Скифская пектораль (Цветкова) - страница 80

– Ироды-ы-ы! Ироды проклятые, шо ж вы натворили! – какая-то пожилая женщина выбилась из толпы. – Позаливали зенки, так спали б дома! А вы, бабы, куда смотрели? Пьяных своих мужиков дома держать надо! Грех какой на душу взяли, а!

Нападавшие в замешательстве отступали назад. Бабы разбирали своих мужиков и уводили домой. Через несколько минут всё пространство, где только что бесчинствовала толпа, было пусто. Егорушка остался один. Уже кончилась ночь, она перешла в серый рассвет, и жуткая картина стала видна ещё более явственно. Перед ним – мёртвые родители, сзади – чёрный, обгоревший остов дома. Он остался один на один с этим. Ему некуда было идти. Он не знал, что надо делать. Он сел на землю, подтянул коленки к лицу, обхватил их руками и сидел так долго-долго. Егорушка смотрел на папу, на маму, и ему казалось, что это игра, они вот-вот со смехом поднимутся, отряхнутся и они все вместе пойдут домой. Но они не вставали. Ему хотелось домой, но он оглядывался и видел обгоревшие развалины. После бессонной ночи хотелось спать, хотелось в свою постельку с детской кружевной подушечкой, на которой няня вышила львёнка. Он оглядывался и видел, что нет ни дома, ни постели, ни подушечки со львёнком. Ему хотелось есть, и он даже сказал тихонько, куда-то себе в коленки:

– Мама, папа, вставайте, я кушать хочу.

Но родители не встали. Он хотел заплакать, но боялся нарушить тишину и потому подавлял в себе слёзы.

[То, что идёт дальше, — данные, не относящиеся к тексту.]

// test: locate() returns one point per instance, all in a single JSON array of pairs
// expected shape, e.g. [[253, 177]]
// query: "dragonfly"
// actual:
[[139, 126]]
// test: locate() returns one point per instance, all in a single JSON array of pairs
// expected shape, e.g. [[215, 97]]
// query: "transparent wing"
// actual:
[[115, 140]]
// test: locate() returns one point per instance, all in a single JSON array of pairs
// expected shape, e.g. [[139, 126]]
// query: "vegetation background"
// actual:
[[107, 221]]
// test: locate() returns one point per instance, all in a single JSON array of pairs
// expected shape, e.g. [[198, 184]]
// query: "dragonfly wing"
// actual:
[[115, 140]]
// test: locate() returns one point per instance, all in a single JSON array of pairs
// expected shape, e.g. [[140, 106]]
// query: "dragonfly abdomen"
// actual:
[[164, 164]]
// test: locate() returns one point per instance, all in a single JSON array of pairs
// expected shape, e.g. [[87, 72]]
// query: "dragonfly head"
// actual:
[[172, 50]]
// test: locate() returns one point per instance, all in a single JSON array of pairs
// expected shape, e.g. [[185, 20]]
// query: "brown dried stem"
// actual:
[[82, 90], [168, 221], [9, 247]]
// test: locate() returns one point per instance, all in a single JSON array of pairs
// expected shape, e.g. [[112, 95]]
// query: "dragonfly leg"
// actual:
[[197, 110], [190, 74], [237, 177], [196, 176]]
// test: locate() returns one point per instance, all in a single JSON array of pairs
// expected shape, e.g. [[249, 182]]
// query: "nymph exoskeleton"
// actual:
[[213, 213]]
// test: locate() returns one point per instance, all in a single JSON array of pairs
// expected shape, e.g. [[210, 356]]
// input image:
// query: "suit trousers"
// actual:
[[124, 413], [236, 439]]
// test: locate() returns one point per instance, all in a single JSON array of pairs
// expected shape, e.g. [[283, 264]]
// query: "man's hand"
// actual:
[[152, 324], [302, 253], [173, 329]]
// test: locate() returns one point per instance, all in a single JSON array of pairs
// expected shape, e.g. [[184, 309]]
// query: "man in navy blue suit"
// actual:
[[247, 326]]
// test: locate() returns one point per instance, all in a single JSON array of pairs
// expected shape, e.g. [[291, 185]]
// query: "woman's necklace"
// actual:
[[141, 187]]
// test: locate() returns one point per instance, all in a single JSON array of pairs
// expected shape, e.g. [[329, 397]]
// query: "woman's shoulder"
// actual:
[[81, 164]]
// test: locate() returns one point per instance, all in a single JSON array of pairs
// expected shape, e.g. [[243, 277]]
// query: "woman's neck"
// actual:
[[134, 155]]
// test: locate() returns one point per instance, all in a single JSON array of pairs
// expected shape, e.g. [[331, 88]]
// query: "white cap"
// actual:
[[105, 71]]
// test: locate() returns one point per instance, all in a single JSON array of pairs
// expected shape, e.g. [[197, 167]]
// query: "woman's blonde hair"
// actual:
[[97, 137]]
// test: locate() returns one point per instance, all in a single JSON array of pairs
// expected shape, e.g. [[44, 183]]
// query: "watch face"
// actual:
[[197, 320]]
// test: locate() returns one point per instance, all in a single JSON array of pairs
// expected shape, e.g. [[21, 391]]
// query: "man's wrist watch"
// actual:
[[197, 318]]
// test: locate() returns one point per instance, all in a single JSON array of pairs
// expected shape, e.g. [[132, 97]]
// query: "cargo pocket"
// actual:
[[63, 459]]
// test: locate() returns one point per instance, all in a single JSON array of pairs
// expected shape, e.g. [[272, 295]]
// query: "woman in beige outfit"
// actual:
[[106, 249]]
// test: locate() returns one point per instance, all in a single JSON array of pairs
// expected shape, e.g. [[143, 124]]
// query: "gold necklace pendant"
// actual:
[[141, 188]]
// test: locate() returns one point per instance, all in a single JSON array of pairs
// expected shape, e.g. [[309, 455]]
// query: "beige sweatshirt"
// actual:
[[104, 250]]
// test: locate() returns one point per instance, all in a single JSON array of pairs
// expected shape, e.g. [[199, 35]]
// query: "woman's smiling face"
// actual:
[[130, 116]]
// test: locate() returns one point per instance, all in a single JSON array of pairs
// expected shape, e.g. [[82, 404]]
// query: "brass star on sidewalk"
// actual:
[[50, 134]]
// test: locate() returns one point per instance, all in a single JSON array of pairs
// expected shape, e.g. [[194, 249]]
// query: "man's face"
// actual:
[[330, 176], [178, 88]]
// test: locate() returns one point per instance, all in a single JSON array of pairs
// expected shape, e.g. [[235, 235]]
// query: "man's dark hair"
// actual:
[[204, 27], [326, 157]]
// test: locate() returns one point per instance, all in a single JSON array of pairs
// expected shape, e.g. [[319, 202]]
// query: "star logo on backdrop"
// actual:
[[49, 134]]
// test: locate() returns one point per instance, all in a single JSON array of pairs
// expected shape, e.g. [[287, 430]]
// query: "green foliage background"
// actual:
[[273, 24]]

Ни одна живая душа не появилась с ним рядом в этот день. Место страшной казни все обходили десятой дорогой. Только голос пьяной молодки послышался: «Глянь, а барчук-то кишки батькины сторожит…» – и тут же на полуслове оборвался. Видно, её увели.

А Егорушка снова и снова оглядывался назад. Ему казалось, что это видение – чёрные развалины – должно исчезнуть, а вместо них должен стоять их белый дом с колоннами. Он даже закрывал глаза, надеясь открыть их и увидеть всё так, как было, по-прежнему. Но он открывал их и снова видел всё ту же страшную картину.

Солнце давно перевалило за полдень, а Егорушка всё сидел на том же месте, не меняя позы. Больше всего ему сейчас хотелось его подушечку со львёнком. Но она осталась в том доме. Нет, она не ОСТАЛАСЬ, она СГОРЕЛА. День клонился к вечеру. Надвигалась ночь. Мальчику предстояло опять провести её здесь. Ему стало страшно. Он начал потихоньку хныкать, хлюпать носом, потом уже по-настоящему плакать. Но опять же – тихонько. Плакал, уткнувшись носом в коленки, от страха, от голода, от безысходности, от ужаса последней ночи…

– Вставай, пошли со мной, – кто-то тронул его за плечо. Егорушка поднял голову. Перед ним стояла женщина средних лет. Это была безмужняя селянка Анна Литвиненко. – Идём, борщика поешь.